Plötzlich fiel Frieda wieder ein, was sie ihn schon die ganze Zeit fragen wollte. »Ist mit Ihren Kindern alles in Ordnung?«
»Sie sind wieder bei ihrer Mutter, falls Sie das meinen.«
»Sind die beiden mit Josef klargekommen?«
»Er hat Pfannkuchen für sie gemacht und ihnen mit wasserfester Tinte Muster auf die Beine gezeichnet.«
»Gut«, meinte sie grinsend, wurde aber gleich wieder ernst. »Behalten Sie Dean im Auge?«
»Klar, auch wenn es nicht viel nützen wird«, gab Karlsson in grimmigem Ton zurück. »Selbst wenn Sie richtig liegen, weiß er jetzt ja, dass wir ihn auf dem Kieker haben.«
»Sie meinen, er wird Sie nicht zu Matthew führen, weil er davon ausgeht, dass Sie ihn beobachten?«
»Genau.«
»Aber wenn die beiden Matthew irgendwo anders versteckt haben, müssen sie ihm doch etwas zu essen und zu trinken bringen.«
Er zuckte mit den Achseln. Seine Miene wirkte düster. »Wahrscheinlich ist dieser Dean gar nicht unser Mann«, gab er zu bedenken, »und wenn doch, dann hat er den Jungen wahrscheinlich längst getötet. Sollte er sich damit aber wider Erwarten noch Zeit gelassen haben, dann hat er ihn vermutlich umgebracht, nachdem Sie an seine Tür geklopft hatten. Und wenn nicht… nun, dann braucht er jetzt nur auf seinem Hintern sitzen zu bleiben und zu warten.«
Karlsson beugte sich über Rose, die gerade das Foto studierte. In ihrer kleinen Küche war es kalt. Ein hässlicher brauner Fleck verunzierte die Decke des Raums. Der Heizkörper an der Wand gurgelte, und ein Wasserhahn tropfte.
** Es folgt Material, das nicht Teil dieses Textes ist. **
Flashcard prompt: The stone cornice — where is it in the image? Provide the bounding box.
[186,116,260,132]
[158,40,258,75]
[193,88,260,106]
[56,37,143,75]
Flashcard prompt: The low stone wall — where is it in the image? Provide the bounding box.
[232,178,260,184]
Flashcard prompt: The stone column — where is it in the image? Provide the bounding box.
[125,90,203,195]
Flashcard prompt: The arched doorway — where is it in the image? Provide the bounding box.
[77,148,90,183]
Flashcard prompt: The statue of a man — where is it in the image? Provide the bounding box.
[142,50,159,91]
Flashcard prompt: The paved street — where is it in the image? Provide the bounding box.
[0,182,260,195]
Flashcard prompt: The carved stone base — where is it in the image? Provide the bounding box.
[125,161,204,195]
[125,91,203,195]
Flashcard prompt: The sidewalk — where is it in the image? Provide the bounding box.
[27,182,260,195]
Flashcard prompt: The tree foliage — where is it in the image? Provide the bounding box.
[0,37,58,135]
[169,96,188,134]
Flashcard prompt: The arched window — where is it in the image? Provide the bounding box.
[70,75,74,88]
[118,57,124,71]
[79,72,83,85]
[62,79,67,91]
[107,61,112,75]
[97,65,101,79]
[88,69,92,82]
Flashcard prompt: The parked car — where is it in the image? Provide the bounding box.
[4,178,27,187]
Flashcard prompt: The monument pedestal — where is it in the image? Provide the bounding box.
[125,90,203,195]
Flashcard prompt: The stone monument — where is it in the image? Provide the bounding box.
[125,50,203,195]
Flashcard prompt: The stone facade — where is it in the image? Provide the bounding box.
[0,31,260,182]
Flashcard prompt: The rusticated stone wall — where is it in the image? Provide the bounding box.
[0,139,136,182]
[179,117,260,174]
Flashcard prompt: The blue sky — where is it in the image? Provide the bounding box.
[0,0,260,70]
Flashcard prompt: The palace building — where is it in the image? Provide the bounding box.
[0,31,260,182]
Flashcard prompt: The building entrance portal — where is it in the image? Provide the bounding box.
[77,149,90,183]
»Und?«, fragte er schließlich.
Rose blickte zu ihm hoch. Ihm fiel auf, was für eine bleiche, zarte Haut sie hatte und wie deutlich man die feinen blauen Äderchen unter der Oberfläche sehen konnte.
»Ich weiß nicht«, sagte sie.
»Aber Sie sind der Meinung, sie könnte es sein?« Am liebsten
hätte er sie an ihren schmalen Schultern gepackt und geschüttelt.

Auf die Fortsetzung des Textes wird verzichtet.